How does a child recover his or her self respect? The source of its loss was in the traumatic event. The only way to heal is to go back to it with the hope of being forgiven. (Naturally the real way to heal will be to go back and understand that in everybody's life things are going to break, that the Mother, in attaching her self worth to the possession of an object, actually, and in reality, may have really valued her child more than the vase, hopefully. To go back properly will only require that the person get in touch with their feelings, that they feel worthless in part over the breaking of a vase. In that way one can experience the event and feel the effects it had but also bring to it an adult perspective. For example, "I have lived my life suffering over a fucking broken vase that cost a buck three eighty at Joe's Vase Emporium.

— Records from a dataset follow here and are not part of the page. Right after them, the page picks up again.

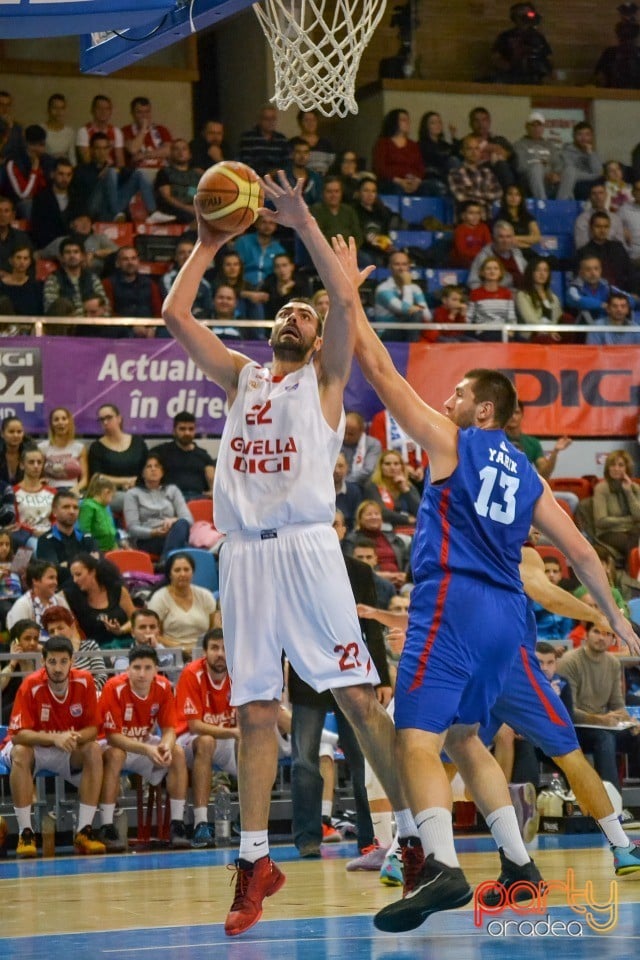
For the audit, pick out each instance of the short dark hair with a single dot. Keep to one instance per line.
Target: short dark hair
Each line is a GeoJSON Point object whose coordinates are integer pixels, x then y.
{"type": "Point", "coordinates": [497, 388]}
{"type": "Point", "coordinates": [215, 633]}
{"type": "Point", "coordinates": [143, 651]}
{"type": "Point", "coordinates": [59, 644]}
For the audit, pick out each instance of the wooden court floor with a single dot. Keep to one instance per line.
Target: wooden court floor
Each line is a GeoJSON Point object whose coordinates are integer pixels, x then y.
{"type": "Point", "coordinates": [172, 905]}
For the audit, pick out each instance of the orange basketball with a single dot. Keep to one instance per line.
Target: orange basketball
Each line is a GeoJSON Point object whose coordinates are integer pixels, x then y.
{"type": "Point", "coordinates": [229, 196]}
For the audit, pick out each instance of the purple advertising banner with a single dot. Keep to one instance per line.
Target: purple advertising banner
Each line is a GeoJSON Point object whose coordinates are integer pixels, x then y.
{"type": "Point", "coordinates": [148, 380]}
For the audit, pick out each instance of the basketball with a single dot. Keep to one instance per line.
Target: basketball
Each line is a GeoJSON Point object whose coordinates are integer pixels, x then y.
{"type": "Point", "coordinates": [229, 196]}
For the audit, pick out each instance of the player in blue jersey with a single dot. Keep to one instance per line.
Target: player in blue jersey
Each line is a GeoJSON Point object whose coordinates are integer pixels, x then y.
{"type": "Point", "coordinates": [467, 618]}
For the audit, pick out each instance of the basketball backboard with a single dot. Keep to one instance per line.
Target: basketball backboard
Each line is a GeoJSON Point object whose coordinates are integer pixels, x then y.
{"type": "Point", "coordinates": [105, 52]}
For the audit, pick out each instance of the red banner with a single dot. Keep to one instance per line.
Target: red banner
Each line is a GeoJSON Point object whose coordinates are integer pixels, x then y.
{"type": "Point", "coordinates": [578, 390]}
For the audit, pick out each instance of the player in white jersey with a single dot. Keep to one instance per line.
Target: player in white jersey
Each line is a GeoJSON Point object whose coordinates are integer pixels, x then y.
{"type": "Point", "coordinates": [283, 581]}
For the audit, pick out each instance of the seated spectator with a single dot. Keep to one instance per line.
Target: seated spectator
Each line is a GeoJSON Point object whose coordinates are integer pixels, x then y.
{"type": "Point", "coordinates": [360, 450]}
{"type": "Point", "coordinates": [96, 517]}
{"type": "Point", "coordinates": [105, 191]}
{"type": "Point", "coordinates": [333, 215]}
{"type": "Point", "coordinates": [439, 156]}
{"type": "Point", "coordinates": [283, 285]}
{"type": "Point", "coordinates": [186, 465]}
{"type": "Point", "coordinates": [595, 678]}
{"type": "Point", "coordinates": [142, 694]}
{"type": "Point", "coordinates": [176, 184]}
{"type": "Point", "coordinates": [346, 166]}
{"type": "Point", "coordinates": [185, 610]}
{"type": "Point", "coordinates": [470, 236]}
{"type": "Point", "coordinates": [250, 298]}
{"type": "Point", "coordinates": [453, 309]}
{"type": "Point", "coordinates": [539, 160]}
{"type": "Point", "coordinates": [202, 307]}
{"type": "Point", "coordinates": [322, 150]}
{"type": "Point", "coordinates": [504, 249]}
{"type": "Point", "coordinates": [98, 248]}
{"type": "Point", "coordinates": [473, 180]}
{"type": "Point", "coordinates": [117, 455]}
{"type": "Point", "coordinates": [209, 146]}
{"type": "Point", "coordinates": [10, 237]}
{"type": "Point", "coordinates": [33, 498]}
{"type": "Point", "coordinates": [400, 300]}
{"type": "Point", "coordinates": [100, 602]}
{"type": "Point", "coordinates": [513, 210]}
{"type": "Point", "coordinates": [263, 148]}
{"type": "Point", "coordinates": [491, 302]}
{"type": "Point", "coordinates": [146, 143]}
{"type": "Point", "coordinates": [495, 151]}
{"type": "Point", "coordinates": [60, 622]}
{"type": "Point", "coordinates": [101, 112]}
{"type": "Point", "coordinates": [391, 487]}
{"type": "Point", "coordinates": [348, 493]}
{"type": "Point", "coordinates": [617, 268]}
{"type": "Point", "coordinates": [598, 201]}
{"type": "Point", "coordinates": [391, 549]}
{"type": "Point", "coordinates": [51, 209]}
{"type": "Point", "coordinates": [18, 285]}
{"type": "Point", "coordinates": [55, 705]}
{"type": "Point", "coordinates": [157, 518]}
{"type": "Point", "coordinates": [27, 174]}
{"type": "Point", "coordinates": [24, 638]}
{"type": "Point", "coordinates": [66, 465]}
{"type": "Point", "coordinates": [132, 293]}
{"type": "Point", "coordinates": [537, 303]}
{"type": "Point", "coordinates": [65, 540]}
{"type": "Point", "coordinates": [61, 139]}
{"type": "Point", "coordinates": [42, 593]}
{"type": "Point", "coordinates": [616, 505]}
{"type": "Point", "coordinates": [397, 161]}
{"type": "Point", "coordinates": [12, 435]}
{"type": "Point", "coordinates": [72, 280]}
{"type": "Point", "coordinates": [376, 220]}
{"type": "Point", "coordinates": [208, 729]}
{"type": "Point", "coordinates": [618, 314]}
{"type": "Point", "coordinates": [618, 190]}
{"type": "Point", "coordinates": [298, 169]}
{"type": "Point", "coordinates": [580, 164]}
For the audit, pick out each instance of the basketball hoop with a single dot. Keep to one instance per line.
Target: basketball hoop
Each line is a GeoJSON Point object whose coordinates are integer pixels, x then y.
{"type": "Point", "coordinates": [316, 59]}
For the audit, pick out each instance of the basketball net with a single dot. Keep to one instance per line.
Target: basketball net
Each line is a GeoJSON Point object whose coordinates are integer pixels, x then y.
{"type": "Point", "coordinates": [316, 55]}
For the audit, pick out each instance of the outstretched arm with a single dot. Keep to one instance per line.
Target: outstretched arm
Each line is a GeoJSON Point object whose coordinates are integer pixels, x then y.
{"type": "Point", "coordinates": [430, 429]}
{"type": "Point", "coordinates": [203, 346]}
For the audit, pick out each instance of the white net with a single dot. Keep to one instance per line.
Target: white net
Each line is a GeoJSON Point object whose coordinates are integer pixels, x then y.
{"type": "Point", "coordinates": [316, 49]}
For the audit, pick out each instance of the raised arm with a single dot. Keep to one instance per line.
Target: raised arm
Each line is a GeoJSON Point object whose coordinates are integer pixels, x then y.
{"type": "Point", "coordinates": [434, 432]}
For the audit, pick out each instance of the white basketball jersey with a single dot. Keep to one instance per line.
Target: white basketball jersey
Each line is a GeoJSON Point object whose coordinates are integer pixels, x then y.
{"type": "Point", "coordinates": [277, 453]}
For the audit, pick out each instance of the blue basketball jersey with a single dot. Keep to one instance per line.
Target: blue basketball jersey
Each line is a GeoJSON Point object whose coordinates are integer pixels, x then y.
{"type": "Point", "coordinates": [475, 522]}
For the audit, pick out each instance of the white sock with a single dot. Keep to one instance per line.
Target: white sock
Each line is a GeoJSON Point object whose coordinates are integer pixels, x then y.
{"type": "Point", "coordinates": [612, 829]}
{"type": "Point", "coordinates": [405, 824]}
{"type": "Point", "coordinates": [85, 816]}
{"type": "Point", "coordinates": [253, 845]}
{"type": "Point", "coordinates": [383, 826]}
{"type": "Point", "coordinates": [503, 824]}
{"type": "Point", "coordinates": [200, 815]}
{"type": "Point", "coordinates": [23, 816]}
{"type": "Point", "coordinates": [435, 829]}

But absent that, how does a person heal: What are the unconscious effects of such a trauma:
Mental health, the freedom from the scourge of being the worlds most worthless vase breaking child lies on the other side time wise of when the vase was broken, the time when the child did not carry that grief, and it is for that time, really that state of innocence, that the person seeks. And there are numerous ways to do this. One way would be to murder women who beat up children. That might be the path a very small number take for whom a vase is just one in an endless chain of similar abuses. Another perhaps would be to become a klutz, to have one accident after another to stay close to the place and time of freedom. This would be an example of being drawn like a magnet to receive negative attention. It isn't the attention that is sought or drives the action but the unconscious knowledge that ones prison door closed in such a place and can only open there. We called this backing into our traumas, the wrong way to do it. It is why humanity as a whole seeks to get near its self destruction without becoming aware of the real pain. So maybe, rather than saying we love negative attention, we should say we are unconsciously driven to it because we want to be whole again without going through the work and the pain required and in ignorance of our real situation. I spoke in the common language of how we love our addictions and compulsions because we would love to be whole again.